Plaintiffs' reliance on Crisci, Comunale and Johnson, supra, is misplaced. In Johnson, persons injured in an automobile accident obtained a Judgment against the party at fault. The latter had no insurance but had purchased his car from a dealer that had orally promised to obtain liability coverage for him. Relying on the general contract law relating to third party beneficiaries and specifically on Insurance Code section 11580, the court held that the injured parties could recover from the dealer the benefits that would have been available had the contract to obtain insurance been performed.
Crisci and Comunale established the right of an Insured to recover from an insurer, that unreasonably failed to settle writhin the policy limits, the amount by which a Judgment against the insured exceeded the insurance coverage.

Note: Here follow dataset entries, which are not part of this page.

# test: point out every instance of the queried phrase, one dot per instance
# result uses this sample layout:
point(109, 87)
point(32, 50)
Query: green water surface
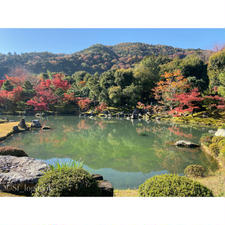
point(126, 153)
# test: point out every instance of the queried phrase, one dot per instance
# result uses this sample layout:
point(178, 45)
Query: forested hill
point(97, 58)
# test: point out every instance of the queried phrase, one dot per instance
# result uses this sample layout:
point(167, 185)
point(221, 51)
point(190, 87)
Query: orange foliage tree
point(170, 84)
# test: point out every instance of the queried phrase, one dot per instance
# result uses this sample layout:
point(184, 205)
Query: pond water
point(126, 153)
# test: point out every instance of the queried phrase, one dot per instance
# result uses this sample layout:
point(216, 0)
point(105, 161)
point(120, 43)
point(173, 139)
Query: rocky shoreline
point(19, 173)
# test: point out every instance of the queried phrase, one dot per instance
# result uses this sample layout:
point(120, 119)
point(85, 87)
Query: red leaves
point(143, 106)
point(83, 103)
point(187, 102)
point(39, 103)
point(1, 83)
point(101, 107)
point(69, 97)
point(13, 95)
point(59, 82)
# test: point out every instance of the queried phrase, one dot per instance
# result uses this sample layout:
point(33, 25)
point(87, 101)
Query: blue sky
point(72, 40)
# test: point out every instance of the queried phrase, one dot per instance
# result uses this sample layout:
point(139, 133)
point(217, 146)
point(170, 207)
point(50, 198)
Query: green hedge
point(194, 171)
point(173, 186)
point(66, 182)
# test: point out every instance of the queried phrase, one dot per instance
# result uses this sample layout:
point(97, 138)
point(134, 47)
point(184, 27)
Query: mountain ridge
point(96, 58)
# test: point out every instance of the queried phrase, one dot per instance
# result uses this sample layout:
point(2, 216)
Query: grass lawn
point(126, 193)
point(7, 128)
point(3, 194)
point(215, 182)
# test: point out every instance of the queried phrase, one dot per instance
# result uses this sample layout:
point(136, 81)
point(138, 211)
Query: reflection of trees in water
point(112, 144)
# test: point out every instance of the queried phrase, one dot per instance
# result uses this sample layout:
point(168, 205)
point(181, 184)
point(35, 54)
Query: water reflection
point(116, 148)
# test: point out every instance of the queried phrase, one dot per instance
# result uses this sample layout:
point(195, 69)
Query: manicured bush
point(169, 185)
point(66, 182)
point(214, 149)
point(206, 139)
point(194, 171)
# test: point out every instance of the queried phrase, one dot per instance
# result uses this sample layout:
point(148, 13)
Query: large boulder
point(186, 144)
point(220, 133)
point(19, 175)
point(13, 151)
point(36, 124)
point(106, 188)
point(22, 124)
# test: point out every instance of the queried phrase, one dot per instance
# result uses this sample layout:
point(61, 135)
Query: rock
point(106, 188)
point(135, 114)
point(212, 131)
point(19, 175)
point(13, 151)
point(97, 176)
point(22, 124)
point(15, 129)
point(36, 124)
point(220, 133)
point(105, 112)
point(186, 144)
point(46, 128)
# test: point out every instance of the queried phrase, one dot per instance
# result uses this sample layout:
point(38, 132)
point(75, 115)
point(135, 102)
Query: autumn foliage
point(41, 97)
point(171, 84)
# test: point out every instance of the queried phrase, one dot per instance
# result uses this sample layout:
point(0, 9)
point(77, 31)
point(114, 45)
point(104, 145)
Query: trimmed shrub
point(206, 139)
point(217, 139)
point(214, 149)
point(194, 171)
point(66, 182)
point(169, 185)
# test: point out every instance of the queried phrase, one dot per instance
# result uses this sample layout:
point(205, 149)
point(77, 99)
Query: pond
point(126, 153)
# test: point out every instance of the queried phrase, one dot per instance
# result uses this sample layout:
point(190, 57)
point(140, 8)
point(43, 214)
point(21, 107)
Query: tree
point(192, 67)
point(115, 95)
point(171, 84)
point(186, 102)
point(123, 77)
point(146, 74)
point(7, 86)
point(216, 66)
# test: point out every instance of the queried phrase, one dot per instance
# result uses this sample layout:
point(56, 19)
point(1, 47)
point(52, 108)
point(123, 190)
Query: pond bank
point(8, 128)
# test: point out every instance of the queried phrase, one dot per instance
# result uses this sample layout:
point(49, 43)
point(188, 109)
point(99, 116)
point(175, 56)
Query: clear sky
point(72, 40)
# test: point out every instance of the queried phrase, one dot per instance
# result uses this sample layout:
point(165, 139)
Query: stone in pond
point(220, 133)
point(22, 124)
point(186, 144)
point(36, 124)
point(13, 151)
point(46, 128)
point(97, 176)
point(15, 129)
point(19, 175)
point(106, 188)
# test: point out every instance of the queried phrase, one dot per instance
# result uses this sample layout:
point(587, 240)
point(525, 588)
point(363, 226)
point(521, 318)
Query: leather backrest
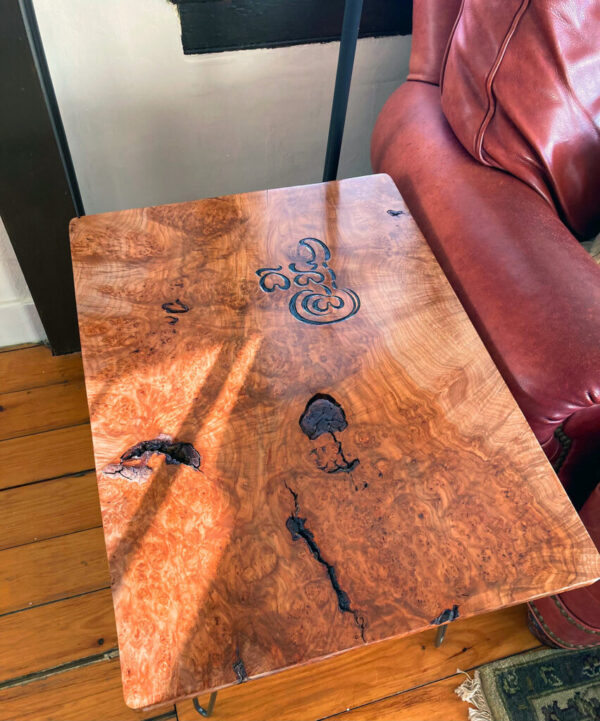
point(432, 25)
point(521, 90)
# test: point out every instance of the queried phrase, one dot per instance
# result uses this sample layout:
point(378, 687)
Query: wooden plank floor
point(58, 643)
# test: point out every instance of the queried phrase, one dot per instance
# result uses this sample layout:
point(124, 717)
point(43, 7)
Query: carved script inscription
point(318, 299)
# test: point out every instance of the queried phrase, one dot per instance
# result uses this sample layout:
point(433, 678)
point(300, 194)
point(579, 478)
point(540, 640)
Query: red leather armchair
point(495, 214)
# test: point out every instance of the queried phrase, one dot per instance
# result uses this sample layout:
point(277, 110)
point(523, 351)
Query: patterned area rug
point(549, 685)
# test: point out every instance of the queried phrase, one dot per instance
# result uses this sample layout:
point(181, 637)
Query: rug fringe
point(471, 692)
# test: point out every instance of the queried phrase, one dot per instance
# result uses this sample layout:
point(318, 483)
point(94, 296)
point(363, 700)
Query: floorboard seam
point(46, 430)
point(56, 600)
point(73, 474)
point(61, 668)
point(423, 685)
point(49, 538)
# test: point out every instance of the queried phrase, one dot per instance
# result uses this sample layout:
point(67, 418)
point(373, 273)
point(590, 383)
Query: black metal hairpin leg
point(206, 712)
point(350, 28)
point(440, 635)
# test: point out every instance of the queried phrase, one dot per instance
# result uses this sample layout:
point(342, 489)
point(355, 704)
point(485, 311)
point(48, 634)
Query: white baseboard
point(20, 323)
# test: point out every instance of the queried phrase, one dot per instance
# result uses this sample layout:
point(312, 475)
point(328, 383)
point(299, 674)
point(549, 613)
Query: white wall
point(19, 321)
point(147, 125)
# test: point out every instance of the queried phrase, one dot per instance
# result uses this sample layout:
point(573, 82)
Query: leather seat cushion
point(521, 90)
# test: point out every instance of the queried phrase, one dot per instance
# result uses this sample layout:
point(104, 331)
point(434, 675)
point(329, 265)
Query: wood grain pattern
point(48, 509)
point(49, 570)
point(368, 673)
point(64, 405)
point(62, 698)
point(55, 634)
point(434, 702)
point(45, 455)
point(36, 366)
point(242, 542)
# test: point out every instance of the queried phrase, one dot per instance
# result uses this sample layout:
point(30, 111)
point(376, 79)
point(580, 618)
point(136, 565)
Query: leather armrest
point(530, 289)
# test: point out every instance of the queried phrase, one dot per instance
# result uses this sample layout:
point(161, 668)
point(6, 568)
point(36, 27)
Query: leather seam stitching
point(539, 618)
point(565, 446)
point(449, 43)
point(571, 619)
point(491, 109)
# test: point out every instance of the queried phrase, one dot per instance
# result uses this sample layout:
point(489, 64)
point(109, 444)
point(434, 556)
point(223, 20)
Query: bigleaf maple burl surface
point(301, 443)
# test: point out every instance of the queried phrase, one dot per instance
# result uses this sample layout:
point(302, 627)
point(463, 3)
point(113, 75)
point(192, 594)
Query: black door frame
point(39, 193)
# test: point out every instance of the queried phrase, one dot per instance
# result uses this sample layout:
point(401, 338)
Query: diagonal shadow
point(160, 484)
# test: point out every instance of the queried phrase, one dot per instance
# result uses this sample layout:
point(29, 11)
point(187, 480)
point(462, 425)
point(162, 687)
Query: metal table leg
point(206, 712)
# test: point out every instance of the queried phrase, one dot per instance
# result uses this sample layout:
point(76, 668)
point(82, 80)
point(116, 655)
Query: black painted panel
point(209, 26)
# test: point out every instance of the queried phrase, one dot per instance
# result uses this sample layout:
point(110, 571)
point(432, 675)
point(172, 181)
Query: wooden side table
point(302, 444)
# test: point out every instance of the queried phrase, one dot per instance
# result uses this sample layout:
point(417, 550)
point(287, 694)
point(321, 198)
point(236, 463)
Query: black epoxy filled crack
point(323, 415)
point(240, 670)
point(134, 462)
point(297, 528)
point(449, 614)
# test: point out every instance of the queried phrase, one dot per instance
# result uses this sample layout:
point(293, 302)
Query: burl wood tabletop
point(302, 445)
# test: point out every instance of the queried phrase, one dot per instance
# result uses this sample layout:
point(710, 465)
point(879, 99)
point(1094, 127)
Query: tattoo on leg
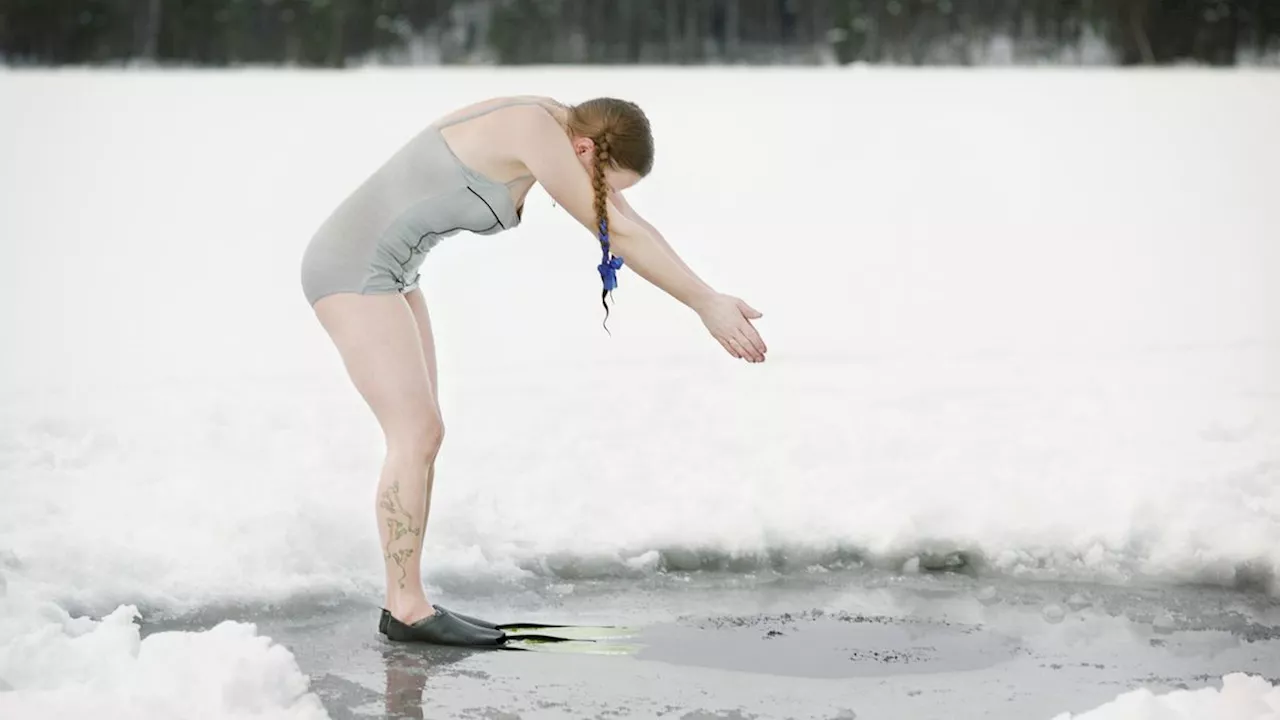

True, in Crisci and Comunale, the court speaks of an insurer's duty of good faith and fair dealing which can be breached by an unreasonable failure to settle in advance of litigation but in each of those cases the gravamen of the breach was found to be a failure of the insurer, in assessing a compromise, to give the interest of the Insured adequate consideration and in failing to protect the insured against the risk of a recovery which exceeds the policy limits. No such risk faces the plaintiffs here. Their rights, if any, against Canadian are contingent on their proving the liability of Peet and are limited by the amount of the policy.
Nowhere in those cases is there any mention of a duty to the adversary in the litigation between the injured party and the insured to settle the former's claim against the latter.
Whatever rights may inure to the injured party as a third party beneficiary of a contract of liability insurance, they do not include any right to require the insurer to negotiate or settle with him prior to the establishment of the insured's liability. Further, the insured's liability must be established independently and not in an action brought directly against the insurer and the insurer may not be joined in the action against the insured. (Spencer v. State Farm Mut. Auto Ins. Co., supra; Van Der Hoof v. Chambon, 121 Cal.App. 118, 8 P.2d 925.)
The trial court correctly granted a summary judgment to Hartnett and Canadian and that judgment is affirmed.
1. The policy contained the following: ‘7. Action Against Company—Part 1: No action shall lie against the company unless as a condition precedent thereto, the insured shall have fully complied with all the terms of this policy, nor shall an action lie under the Liability Coverage until the amount of the insured's obligation to pay shall have been finally determined either by judgment against the insured after actual trial or by written agreement of the insured, the claimant and the company.‘Any person or organization or the legal representative thereof who has secured such judgment or written agreement shall thereafter be entitled to recover under this policy to the extent of the insurance afforded by this policy. No person or organization shall have any right under this policy to join the company as a party to any action against the insured to determine the insured's liability, nor shall the company be impleaded by the insured or his legal representative. Bankruptcy or insolvency of the insured or of the insured's estate shall not relieve the company of any of its obligations hereunder.’
COMPTON, Associate Justice.
ROTH, P.J., and FLEMING, J., concur.